4. In a new window, the full header shows.
5. Click Copy to clipboard.
Download emails to your computer
- Open your Gmail.
- Select the email.
- Click More.
- Click on the Download message option.
Apple Mail
View & copy the full header
- Open Apple Mail.
- Open the email you want to see the headers for.
- Click View and then Message and then All Headers.
- The headers will show in the window below your inbox.
Download emails to your computer
To download an email from Apple Mail so that you can analyze its header as well, follow these steps:
- Launch the Mail application on your Mac.
- Click to select the email you want to analyze.
- Go to the menu bar at the top and click on File.
- Choose Save As
- In the dialog box that appears, select the format ‘Raw Message Source’ to get the full headers and source of the email.
- Specify the location where you want to save the file and click Save
Microsoft Outlook/Office 365
View & copy the full header
- Open Outlook.
- Open the email for which you want to see the headers.
- Click File and then Properties.
- The headers will show in the “Internet headers” box.
Download emails to your computer from Outlook Desktop Application (Windows or Mac):
- Open the Microsoft Outlook application on your computer.
- Find the email you wish to download and select it.
- Go to the File menu in the top toolbar.
- Click on Save As.
- In the dialog box, choose a location to save the file.

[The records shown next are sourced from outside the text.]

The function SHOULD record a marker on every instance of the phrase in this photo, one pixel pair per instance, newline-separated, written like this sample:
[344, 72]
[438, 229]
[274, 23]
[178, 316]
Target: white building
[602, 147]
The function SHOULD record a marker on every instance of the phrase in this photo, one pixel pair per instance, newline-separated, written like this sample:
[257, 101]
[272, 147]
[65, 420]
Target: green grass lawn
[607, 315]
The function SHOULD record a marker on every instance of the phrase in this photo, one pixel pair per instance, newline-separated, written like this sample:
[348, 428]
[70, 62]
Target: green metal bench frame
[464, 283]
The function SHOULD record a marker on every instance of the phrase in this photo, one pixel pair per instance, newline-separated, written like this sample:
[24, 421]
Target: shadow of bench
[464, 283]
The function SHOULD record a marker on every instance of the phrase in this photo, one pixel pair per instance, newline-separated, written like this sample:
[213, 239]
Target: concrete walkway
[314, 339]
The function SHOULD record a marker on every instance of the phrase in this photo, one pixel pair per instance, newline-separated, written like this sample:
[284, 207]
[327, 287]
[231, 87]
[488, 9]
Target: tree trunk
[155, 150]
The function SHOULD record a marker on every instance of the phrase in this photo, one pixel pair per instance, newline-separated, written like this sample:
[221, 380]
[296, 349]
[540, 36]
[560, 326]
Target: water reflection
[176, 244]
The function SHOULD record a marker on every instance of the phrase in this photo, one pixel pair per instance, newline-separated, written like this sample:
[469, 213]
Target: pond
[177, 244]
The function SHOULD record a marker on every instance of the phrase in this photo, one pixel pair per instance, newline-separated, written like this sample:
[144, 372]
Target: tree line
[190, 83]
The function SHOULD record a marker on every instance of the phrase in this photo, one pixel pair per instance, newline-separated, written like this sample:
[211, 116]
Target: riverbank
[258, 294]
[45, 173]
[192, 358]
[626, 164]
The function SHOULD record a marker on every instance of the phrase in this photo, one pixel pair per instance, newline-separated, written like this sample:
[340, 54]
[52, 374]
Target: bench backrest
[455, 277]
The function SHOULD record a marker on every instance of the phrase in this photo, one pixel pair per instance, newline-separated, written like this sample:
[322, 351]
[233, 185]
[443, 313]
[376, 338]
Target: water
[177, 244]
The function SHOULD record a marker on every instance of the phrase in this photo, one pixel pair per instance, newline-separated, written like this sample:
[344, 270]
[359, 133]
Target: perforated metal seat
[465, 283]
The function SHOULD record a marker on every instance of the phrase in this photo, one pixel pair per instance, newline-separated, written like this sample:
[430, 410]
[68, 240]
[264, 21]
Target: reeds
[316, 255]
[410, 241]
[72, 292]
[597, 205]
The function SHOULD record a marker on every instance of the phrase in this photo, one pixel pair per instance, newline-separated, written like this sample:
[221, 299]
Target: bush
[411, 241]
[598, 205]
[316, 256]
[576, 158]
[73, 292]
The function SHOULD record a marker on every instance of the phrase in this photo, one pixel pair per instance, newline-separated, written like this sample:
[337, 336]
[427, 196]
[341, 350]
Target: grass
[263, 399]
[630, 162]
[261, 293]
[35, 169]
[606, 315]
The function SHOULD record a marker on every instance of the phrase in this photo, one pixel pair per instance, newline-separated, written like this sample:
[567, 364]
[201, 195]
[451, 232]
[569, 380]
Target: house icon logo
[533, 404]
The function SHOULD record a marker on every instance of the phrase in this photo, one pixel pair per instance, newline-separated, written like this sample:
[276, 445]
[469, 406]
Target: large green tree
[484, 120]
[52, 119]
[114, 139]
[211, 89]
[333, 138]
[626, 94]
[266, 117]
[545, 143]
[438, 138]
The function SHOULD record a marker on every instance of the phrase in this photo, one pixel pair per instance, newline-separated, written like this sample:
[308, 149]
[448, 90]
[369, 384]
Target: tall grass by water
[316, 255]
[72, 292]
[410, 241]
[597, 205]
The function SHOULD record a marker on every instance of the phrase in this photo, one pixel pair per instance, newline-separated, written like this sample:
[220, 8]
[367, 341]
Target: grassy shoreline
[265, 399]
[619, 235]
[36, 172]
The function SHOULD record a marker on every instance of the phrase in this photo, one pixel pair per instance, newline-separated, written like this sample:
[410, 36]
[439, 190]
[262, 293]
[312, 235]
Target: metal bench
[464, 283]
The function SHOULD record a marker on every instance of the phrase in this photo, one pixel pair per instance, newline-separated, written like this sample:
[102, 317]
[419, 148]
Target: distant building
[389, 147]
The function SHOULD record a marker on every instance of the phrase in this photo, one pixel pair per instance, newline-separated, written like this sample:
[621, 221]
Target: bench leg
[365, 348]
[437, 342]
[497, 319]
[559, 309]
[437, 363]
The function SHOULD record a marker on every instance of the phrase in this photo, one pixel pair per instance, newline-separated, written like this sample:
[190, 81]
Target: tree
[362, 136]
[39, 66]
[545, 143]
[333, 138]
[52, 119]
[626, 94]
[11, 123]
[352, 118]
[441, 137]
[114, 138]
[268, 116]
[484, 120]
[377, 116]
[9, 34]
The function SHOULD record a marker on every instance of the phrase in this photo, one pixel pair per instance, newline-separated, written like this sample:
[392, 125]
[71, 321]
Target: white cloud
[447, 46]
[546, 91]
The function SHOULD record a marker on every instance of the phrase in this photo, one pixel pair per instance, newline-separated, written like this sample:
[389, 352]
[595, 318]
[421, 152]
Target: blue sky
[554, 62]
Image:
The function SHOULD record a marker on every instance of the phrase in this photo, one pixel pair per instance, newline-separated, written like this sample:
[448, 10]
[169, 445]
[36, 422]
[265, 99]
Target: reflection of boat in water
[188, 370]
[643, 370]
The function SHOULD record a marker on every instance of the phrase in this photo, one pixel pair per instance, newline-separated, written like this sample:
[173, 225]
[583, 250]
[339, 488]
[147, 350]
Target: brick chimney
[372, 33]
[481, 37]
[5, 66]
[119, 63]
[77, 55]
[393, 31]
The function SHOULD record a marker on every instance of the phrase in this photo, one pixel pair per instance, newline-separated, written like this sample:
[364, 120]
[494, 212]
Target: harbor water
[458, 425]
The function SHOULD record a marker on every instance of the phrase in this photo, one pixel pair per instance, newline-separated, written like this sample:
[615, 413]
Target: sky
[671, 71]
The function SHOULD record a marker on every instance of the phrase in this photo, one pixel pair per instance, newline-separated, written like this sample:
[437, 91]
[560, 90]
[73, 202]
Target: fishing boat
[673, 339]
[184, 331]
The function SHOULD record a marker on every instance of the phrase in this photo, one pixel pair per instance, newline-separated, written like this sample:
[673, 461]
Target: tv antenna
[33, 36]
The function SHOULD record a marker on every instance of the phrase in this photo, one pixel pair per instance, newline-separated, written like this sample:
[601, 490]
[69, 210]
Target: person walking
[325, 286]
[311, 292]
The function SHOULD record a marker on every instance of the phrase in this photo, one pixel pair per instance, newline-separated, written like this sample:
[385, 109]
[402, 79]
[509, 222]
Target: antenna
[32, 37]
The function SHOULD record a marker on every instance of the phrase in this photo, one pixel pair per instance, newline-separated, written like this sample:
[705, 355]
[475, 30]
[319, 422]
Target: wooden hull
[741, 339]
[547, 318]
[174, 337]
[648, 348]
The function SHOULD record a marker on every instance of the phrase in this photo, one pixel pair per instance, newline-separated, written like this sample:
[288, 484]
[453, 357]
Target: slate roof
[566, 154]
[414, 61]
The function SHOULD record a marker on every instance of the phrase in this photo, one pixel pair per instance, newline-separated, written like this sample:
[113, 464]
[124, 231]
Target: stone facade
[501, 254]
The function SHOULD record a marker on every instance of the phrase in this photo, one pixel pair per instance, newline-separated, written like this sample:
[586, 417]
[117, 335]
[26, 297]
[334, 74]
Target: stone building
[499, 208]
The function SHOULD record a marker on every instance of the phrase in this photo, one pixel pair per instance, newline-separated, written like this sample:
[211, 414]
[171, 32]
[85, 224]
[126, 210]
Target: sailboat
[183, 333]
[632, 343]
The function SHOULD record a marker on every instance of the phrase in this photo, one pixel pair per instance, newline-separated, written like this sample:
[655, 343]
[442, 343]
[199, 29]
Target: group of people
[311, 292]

By default, it might be saved as a .msg file. To save the entire source, including headers, you should save it as an .html or .txt file.
- Name the file and click Save.
Download emails to your computer from Outlook on the Web (Office 365 or Outlook.com):
- Log in to your Outlook account using your web browser.
- Click on the email you want to download to open it.
- Download the Email as an EML File:
- While viewing the email, look for the three dots (…) at the top menu bar of the email view pane.
- Click on the dots to open a menu, then select Download as .eml.
- This will download the email as a .eml file, which includes the full headers and body.
Yahoo Mail
View & copy the full header
- Log in to your Yahoo! Mail account.
- Select the email for which you want to see the headers.
- Click More and then View Raw Message.
- The headers will show in a new window.